A esse respeito, cumpre informar, em primeiro lugar, que o MINISTÉRIO PÚBLICO FEDERAL ofereceu Ação Penal contra DENIS GUSTAVO MARTINI, imputando-lhe a prática dos delitos previstos nos arts. 261 e 331 do Código Penal.
Nesse ensejo, o Parquet alegou que, “no dia 6 de maio de 2022, por volta das 14h 30min, o acusado DENIS GUSTAVO MARTINI adentrou sem autorização a ponte de acesso (Finger) que liga o terminal de passageiros do Aeroporto Santos Dumont/RJ à aeronave da Cia Aérea GOL, que naquele momento operava o VÔO GOL 1031, com procedimento de embarque encerrado e com destino em Congonhas”.
Aduziu que “o acusado conseguiu se aproximar do avião e tentou abrir a porta de entrada da aeronave ao puxar a alavanca e trava de segurança externa do avião”, sendo que, “se o acusado conseguisse abrir a porta pelo lado de fora, os danos ao avião, à estrutura aeroportuária e à integridade física das pessoas em volta poderiam ser grandes, por conta do acionamento automático da escorregadeira, o que também impediria a continuidade do vôo, obrigando todos os passageiros a desembarcar”.
Afirmou, ainda, que “o acusado não atendeu a ordem para se afastar do Finger, a fim de permitir a decolagem do avião” e que “Gelson de Lima Nunes Júnior (empregado da infraero, que fazia a proteção da mesa de controle de movimentação do Finger) foi agredido fisicamente e xingado pelo acusado, que estava muito exaltado”.
Finda a instrução processual, o Juízo de Primeiro Grau proferiu a sentença do evento 145, SENT1, por meio da condenou o acusado às penas mencionadas no primeiro parágrafo deste relatório.
Diante disso, o acusado interpõe o recurso de apelação ora em pauta, onde requer a respectiva absolvição, com a consequente reforma da sentença condenatória.

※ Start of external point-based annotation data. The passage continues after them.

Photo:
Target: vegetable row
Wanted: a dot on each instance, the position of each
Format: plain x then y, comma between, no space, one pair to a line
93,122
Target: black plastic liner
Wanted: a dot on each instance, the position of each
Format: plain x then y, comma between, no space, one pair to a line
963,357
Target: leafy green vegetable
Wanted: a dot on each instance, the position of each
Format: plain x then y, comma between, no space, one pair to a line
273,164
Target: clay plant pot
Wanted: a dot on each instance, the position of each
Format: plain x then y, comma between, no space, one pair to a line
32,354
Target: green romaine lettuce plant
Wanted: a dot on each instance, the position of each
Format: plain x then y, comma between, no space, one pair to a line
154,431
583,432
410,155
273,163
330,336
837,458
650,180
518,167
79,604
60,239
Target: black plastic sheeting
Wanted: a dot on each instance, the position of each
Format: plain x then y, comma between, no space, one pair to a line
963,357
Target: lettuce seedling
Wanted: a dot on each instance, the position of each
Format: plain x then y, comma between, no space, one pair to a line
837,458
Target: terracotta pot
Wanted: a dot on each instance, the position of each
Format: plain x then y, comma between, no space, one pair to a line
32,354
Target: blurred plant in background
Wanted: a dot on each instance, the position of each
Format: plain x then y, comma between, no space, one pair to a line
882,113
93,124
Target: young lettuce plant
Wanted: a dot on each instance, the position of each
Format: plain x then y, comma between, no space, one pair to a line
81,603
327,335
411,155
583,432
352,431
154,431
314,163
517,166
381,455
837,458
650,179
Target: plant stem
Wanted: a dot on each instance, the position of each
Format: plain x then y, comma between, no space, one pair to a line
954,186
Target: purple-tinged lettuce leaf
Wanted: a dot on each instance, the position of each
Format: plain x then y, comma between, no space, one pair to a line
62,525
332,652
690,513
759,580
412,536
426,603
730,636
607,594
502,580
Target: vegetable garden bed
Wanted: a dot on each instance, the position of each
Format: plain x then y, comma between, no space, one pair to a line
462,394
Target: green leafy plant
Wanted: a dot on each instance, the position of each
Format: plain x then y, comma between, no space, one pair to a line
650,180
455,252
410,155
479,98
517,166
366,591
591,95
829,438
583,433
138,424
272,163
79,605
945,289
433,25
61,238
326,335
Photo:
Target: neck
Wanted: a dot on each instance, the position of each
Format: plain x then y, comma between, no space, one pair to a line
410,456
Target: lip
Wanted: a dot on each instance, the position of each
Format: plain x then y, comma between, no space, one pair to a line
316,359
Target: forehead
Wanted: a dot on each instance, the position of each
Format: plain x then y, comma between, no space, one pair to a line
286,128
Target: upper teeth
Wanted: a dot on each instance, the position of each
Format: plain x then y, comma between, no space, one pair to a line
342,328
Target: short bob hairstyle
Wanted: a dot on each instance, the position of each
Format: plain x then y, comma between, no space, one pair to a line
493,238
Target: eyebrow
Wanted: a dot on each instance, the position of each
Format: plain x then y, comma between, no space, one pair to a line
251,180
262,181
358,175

Pois bem. A esse respeito, antes de iniciar a análise do mérito recursal, entendo prudente esclarecer o que vem a ser a estrutura conhecida como finger no cotidiano aeroportuário.
O finger é o corredor – podendo também ser conceituado como a ponte – que liga os aviões às áreas de embarque e de desembarque dos aeroportos, permitindo o fluxo dos passageiros entre o interior da aeronave e o interior do aeroporto.
Em outras palavras, o finger é a estrutura que a pessoa percorre no momento do embarque, instantes antes de ingressar na aeronave, e no momento do desembarque, instantes depois de se sair da aeronave.
Quadra observar que a estrutura em questão é móvel, podendo se deslocar, tanto de forma vertical, como horizontal, por meio do respectivo painel de comando, que fica posicionado na sua extremidade externa – para facilitar a visualização: no trajeto para o embarque, o painel de comando do finger é o conjunto de botões que, na perspectiva de quem está embarcando, fica no final do corredor, onde este se alarga ligeiramente, no lado esquerdo, sendo, em geral, posicionado perto da porta da aeronave.
Esses esclarecimentos serão úteis ao longo do presente Voto, na medida em que facilitarão a exposição dos fatos relativos ao presente feito.
Dito isso, verifico, no presente caso, que o acusado comprou uma passagem da companhia aérea Gol, com o fim de viajar do Rio de Janeiro, aeroporto Santos Dumont, para São Paulo, tendo, no dia programado da viagem, 06/05/2022, se dirigido até o aeroporto de embarque e realizado o respectivo check-in.
Contudo, no momento do embarque, o acusado se apresentou com atraso à companhia aérea, tendo sido, por isso, impedido de ingressar na aeronave.
Inconformado com a situação, o acusado, em frente ao portão de embarque, pediu e insistiu para que o deixassem embarcar no avião, mas o seu pleito foi negado pelas pessoas que o atenderam naquele momento.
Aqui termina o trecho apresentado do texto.